Senada dengan Damroni dan Warih, H.Haris wakil ketua komisi A dari PAN untuk Dapil Sidoarjo 6 (Waru-Gedangan) juga meminta warga tetap semangat berjuang dan teguh untuk memdapatkan haknya.

“Akan kita bantu hingga selesai masalah ini. Karena bagaimanapun juga warga sudah membeli rumah tersebut,” tutup Haris.

Sebelumnya, Ketua RW 08 Sawo tratap, Indra Gunawan menjelaskan bahwa di RW 08 sudah dibentuk Panitia Penyelesaian Masalah Pertanahan (P2MP) RW 08 dengan ketua Aris Suwondo.

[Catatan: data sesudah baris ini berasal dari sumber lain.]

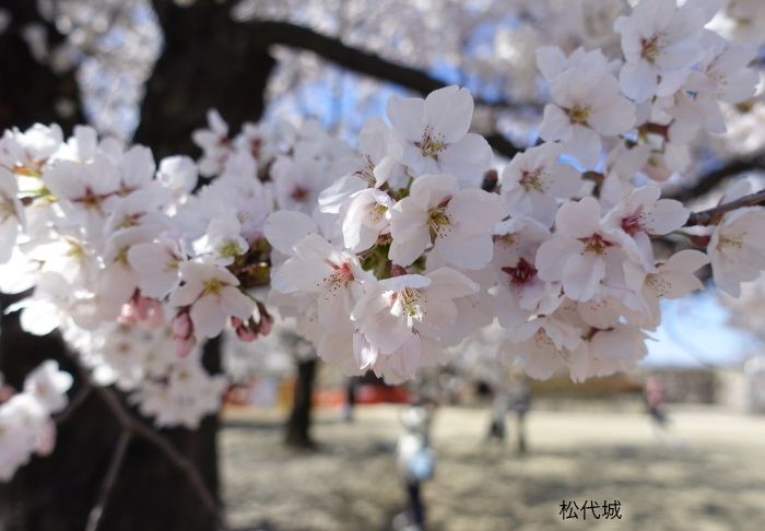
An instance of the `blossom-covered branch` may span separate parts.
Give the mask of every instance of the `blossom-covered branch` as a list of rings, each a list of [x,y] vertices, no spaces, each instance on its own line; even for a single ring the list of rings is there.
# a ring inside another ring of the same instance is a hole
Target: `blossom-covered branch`
[[[723,204],[719,204],[711,209],[703,210],[701,212],[693,212],[688,216],[688,221],[685,223],[687,226],[693,225],[716,225],[720,222],[722,216],[728,212],[733,212],[739,209],[746,206],[755,206],[765,203],[765,190],[761,190],[755,193],[746,194],[734,201],[730,201]]]

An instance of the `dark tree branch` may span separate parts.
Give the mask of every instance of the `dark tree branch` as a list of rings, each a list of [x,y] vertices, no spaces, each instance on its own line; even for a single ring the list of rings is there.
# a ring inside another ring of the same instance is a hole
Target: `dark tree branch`
[[[101,523],[101,518],[104,516],[104,510],[109,503],[109,497],[111,496],[111,491],[114,491],[115,482],[117,481],[117,474],[119,474],[119,469],[122,468],[122,462],[125,461],[125,452],[128,449],[130,439],[132,438],[132,432],[125,430],[119,436],[117,440],[117,448],[111,456],[111,462],[109,462],[109,469],[106,471],[104,476],[104,483],[101,486],[101,493],[98,493],[98,502],[91,509],[91,514],[87,517],[87,526],[85,531],[97,531],[98,524]]]
[[[717,225],[722,216],[728,212],[732,212],[738,209],[743,209],[746,206],[755,206],[757,204],[765,203],[765,190],[760,190],[756,193],[750,193],[735,201],[730,201],[714,209],[703,210],[701,212],[694,212],[688,216],[686,226],[694,225]]]
[[[681,202],[687,202],[710,192],[727,178],[734,177],[753,169],[765,169],[765,151],[758,151],[748,156],[731,158],[721,166],[703,174],[693,186],[682,188],[673,193],[667,194],[667,197],[670,199],[676,199]]]
[[[108,500],[108,495],[114,488],[114,483],[116,482],[117,472],[119,471],[119,464],[123,458],[125,450],[127,449],[128,442],[132,438],[143,439],[144,441],[149,442],[156,450],[158,450],[160,453],[162,453],[178,471],[180,471],[186,476],[186,480],[191,488],[193,488],[199,496],[202,505],[204,505],[204,507],[210,511],[210,515],[212,515],[215,527],[220,530],[226,529],[220,515],[217,500],[208,488],[202,475],[199,473],[199,470],[197,470],[193,462],[178,451],[178,449],[173,446],[170,441],[157,433],[152,426],[144,424],[141,420],[133,416],[122,404],[122,401],[117,392],[115,392],[113,389],[94,385],[87,369],[80,364],[75,356],[71,357],[74,361],[82,386],[89,388],[95,392],[98,398],[101,398],[102,402],[107,406],[121,428],[118,447],[111,459],[109,472],[107,473],[102,486],[98,503],[91,511],[89,517],[87,530],[94,531],[97,529],[98,521],[103,516],[103,509]],[[83,391],[81,391],[81,393]],[[121,445],[123,445],[125,448],[120,450]],[[111,474],[113,469],[116,469],[114,474]]]
[[[141,438],[152,445],[180,472],[186,475],[191,487],[199,495],[200,500],[213,515],[219,529],[225,529],[217,507],[217,502],[212,495],[208,486],[204,484],[201,474],[197,467],[183,453],[180,453],[166,438],[155,432],[151,426],[136,418],[122,405],[117,393],[108,388],[93,386],[93,390],[101,397],[109,411],[114,414],[122,429],[132,434],[134,437]]]

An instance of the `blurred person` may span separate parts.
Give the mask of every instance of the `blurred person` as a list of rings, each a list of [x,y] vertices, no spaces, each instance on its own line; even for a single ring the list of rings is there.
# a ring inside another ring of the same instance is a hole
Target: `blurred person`
[[[393,519],[393,529],[421,531],[425,529],[425,503],[422,484],[435,471],[435,453],[431,448],[431,425],[436,403],[417,398],[401,413],[403,430],[397,447],[398,468],[407,486],[407,510]]]
[[[518,453],[526,453],[526,414],[531,403],[531,393],[522,370],[513,371],[508,389],[510,409],[516,414]]]
[[[664,385],[661,377],[658,375],[651,375],[646,378],[645,385],[645,400],[648,411],[654,425],[654,429],[658,437],[667,430],[667,413],[664,411]]]

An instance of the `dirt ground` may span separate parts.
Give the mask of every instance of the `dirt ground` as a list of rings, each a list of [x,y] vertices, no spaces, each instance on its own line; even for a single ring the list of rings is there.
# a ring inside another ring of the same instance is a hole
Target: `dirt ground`
[[[316,452],[281,442],[276,411],[229,411],[221,441],[233,530],[388,530],[403,508],[395,464],[400,406],[362,406],[353,423],[321,411]],[[486,410],[442,408],[429,530],[765,529],[765,417],[670,410],[657,437],[637,408],[532,411],[529,451],[489,444]],[[513,427],[513,424],[510,424]],[[563,520],[562,500],[621,502],[621,520]]]

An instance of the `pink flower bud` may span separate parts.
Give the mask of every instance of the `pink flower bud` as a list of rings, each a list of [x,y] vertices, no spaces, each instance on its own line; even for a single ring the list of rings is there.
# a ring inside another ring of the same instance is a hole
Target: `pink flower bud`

Hearing ini juga diikuti Sanuri Kepala Desa Sawotratap dan Ineke Camat Gedangan, serta dari BPN Sidoarjo

Selanjutnya, komisi A juga mengurai persoalan warga Cemengkalan, yang berjuang untuk mengembalikan status tanah mereka dari klaim sepihak sebagai Tanah Kas Desa /Kelurahan oleh Kelurahan Cemengkalan Kecamatan Sidoarjo.

Bahkan persoalan ini, mendapat perhatian langsung dari Samsul Hadi S.Ag, anggota komisi A DPRD Sidoarjo dari Dapil Sidoarjo 1 (Sidoarjo-Buduran-Sedati).

Untuk menyerap aspirasi dan mengetahui akar persoalan di lapangan, Samsul Hadi berinisiatif untuk melakukan dialog dengan warga pemilik tanah gogol, untuk bisa mencarikan solusi terbaik.

“Kita ingin mendapat informasi langsung dari warga Camengkalan terkait status kepemilikan lahan yang diklaim sebagai TKD ini. Dan kebetulan kita bisa berdialog dengan warga pemilik gogol salah satunya pak Khoiron” ujar Samsul Hadi.

Politisi PKB ini juga menyatakan, sebelumnya warga Cemengkalan ini pernah mendatangi gedung dewan untuk menyampaikan aspirasinya.

Namun karena waktunya berbarengan dengan pembahasan KUA PPAS 2024, maka tidak bisa bertemu dengan komisi A.

“Kita tidak ingin dinilai mengabaikan persoalan warga karena belum bisa menemui mereka saat melaporkan persoalan ke dewan. Karenanya hari ini, saya turun ke bawah untuk bisa mengetahui persoalan mereka secara pasti,” jelas Samsul.

Dari data yang ada, ada sekitar 75 warga yang memiliki tanah Gogol di Cemengkalang, Kecamatan Sidoarjo, yang mengeluhkan pengklaiman tanah seluas 1,2 Hektar yang diduga menjadi Aset Tanah Kas Daerah (TKD) oleh Kelurahan Cemengkalan Kabupaten Sidoarjo.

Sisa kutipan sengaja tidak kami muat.